Johnson brings into sharp relief the incommensurability between conventional art forms and attempts at representing the experiences of historically and currently oppressed communities. Nothing on its own would have been sufficient: not the sculptural elements, readymades, books, videos, sound, or plants, and certainly not the structure that holds them all together. The artist insists on asserting his presence by introducing all of these things and occupying considerable space but the seriality of the objects used, as well as the grid matrix, imply that this is only a partial selection of a much larger constellation. Johnson offers just the tip of an iceberg and appears to be aware of the daunting and intractable task of capturing the fundamental complexity of a human life, by attempting to make that partially and momentarily intelligible.

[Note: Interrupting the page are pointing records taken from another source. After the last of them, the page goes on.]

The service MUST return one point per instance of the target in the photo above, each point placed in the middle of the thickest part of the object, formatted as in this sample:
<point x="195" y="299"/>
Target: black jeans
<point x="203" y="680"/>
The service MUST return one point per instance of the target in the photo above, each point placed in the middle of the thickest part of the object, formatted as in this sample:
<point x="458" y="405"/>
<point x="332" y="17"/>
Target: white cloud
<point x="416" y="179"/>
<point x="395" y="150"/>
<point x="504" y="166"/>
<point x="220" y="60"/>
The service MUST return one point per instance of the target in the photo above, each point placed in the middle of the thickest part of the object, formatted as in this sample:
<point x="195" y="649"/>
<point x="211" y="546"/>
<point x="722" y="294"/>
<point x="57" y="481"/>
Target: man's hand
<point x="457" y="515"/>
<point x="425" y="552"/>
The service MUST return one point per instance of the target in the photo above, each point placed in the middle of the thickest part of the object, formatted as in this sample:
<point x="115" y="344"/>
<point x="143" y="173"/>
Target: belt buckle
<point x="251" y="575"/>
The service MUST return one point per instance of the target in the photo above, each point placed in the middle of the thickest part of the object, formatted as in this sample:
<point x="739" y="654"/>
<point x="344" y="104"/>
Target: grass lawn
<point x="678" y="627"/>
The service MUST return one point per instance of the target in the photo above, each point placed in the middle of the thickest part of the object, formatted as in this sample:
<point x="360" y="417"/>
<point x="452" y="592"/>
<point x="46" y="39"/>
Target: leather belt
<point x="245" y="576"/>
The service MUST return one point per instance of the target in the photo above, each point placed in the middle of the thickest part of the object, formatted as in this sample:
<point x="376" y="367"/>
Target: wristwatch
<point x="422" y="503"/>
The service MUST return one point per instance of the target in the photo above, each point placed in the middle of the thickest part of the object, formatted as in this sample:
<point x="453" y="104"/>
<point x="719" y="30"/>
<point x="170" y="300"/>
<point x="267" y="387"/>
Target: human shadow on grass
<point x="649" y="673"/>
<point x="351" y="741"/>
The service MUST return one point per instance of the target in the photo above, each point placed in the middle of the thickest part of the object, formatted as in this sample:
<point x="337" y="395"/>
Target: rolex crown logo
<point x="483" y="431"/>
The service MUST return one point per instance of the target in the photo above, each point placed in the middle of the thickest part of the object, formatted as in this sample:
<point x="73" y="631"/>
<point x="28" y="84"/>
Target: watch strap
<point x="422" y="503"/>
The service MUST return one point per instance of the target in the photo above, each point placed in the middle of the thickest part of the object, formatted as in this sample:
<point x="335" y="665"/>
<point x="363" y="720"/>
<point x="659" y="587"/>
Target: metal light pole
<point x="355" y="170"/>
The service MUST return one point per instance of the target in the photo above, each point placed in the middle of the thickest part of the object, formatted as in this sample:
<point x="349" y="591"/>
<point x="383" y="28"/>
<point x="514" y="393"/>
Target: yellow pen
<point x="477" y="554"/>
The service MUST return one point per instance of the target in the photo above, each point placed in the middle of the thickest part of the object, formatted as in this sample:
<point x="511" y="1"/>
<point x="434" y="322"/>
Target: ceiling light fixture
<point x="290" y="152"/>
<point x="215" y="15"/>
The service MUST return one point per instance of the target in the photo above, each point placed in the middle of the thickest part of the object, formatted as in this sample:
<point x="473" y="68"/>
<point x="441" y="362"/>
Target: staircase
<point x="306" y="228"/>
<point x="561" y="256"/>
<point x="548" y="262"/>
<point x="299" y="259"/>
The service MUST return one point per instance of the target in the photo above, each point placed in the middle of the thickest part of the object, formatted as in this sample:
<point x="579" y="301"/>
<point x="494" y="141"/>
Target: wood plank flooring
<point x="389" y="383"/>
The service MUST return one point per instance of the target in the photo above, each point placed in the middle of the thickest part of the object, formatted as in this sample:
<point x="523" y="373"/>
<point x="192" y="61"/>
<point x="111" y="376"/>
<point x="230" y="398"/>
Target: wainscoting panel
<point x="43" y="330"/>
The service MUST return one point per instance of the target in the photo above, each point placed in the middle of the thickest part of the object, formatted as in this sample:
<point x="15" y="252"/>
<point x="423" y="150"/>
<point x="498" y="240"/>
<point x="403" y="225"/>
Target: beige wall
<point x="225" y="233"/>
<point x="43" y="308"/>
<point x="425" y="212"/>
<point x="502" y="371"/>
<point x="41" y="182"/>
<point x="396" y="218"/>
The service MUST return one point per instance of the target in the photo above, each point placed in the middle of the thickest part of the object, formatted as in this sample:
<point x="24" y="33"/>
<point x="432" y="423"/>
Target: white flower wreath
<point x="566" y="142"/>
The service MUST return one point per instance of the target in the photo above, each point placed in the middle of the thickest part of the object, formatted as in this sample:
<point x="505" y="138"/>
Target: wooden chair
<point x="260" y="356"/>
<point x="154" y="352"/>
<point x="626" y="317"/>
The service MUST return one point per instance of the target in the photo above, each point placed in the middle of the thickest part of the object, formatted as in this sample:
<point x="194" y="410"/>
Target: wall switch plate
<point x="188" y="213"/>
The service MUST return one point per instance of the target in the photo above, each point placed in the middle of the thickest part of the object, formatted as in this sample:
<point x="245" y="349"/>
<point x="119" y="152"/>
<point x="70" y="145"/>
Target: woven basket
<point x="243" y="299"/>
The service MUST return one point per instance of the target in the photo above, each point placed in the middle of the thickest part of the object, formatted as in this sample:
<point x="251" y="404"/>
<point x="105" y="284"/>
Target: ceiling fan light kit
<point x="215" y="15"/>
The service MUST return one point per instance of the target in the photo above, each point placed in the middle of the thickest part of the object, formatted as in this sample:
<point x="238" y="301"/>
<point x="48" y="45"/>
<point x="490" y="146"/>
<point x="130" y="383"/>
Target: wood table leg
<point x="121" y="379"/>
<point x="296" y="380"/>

The installation thwarts institutional gesturing at the inclusion of routinely marginalized artists and communities, frustrating demands for tangible affirmations of otherwise conservative curatorial and collecting practices. Instead, Johnson’s work—a beguiling provocation—mesmerizes day and night, luring viewers into reflecting on the inherent heterogeneities, the unfathomable opacities and the elusive paradoxes that exist in every attempt at representing the pain, struggles and world views of his community. He suggests that any depictions of his biography shall remain as entangled, as layered and as perplexing as the installation. The work’s generosity stems from the uncertainties it embraces and from its refusal to meet expectations or desires for simple and easy representations. ❚
Capsule is exhibited at the National Gallery of Canada, Ottawa, from July 16, 2021, to November 13, 2022.
Amin Alsaden is a curator, educator and scholar of modern and contemporary art and architecture, whose work focuses on transnational solidarities and exchanges across cultural boundaries.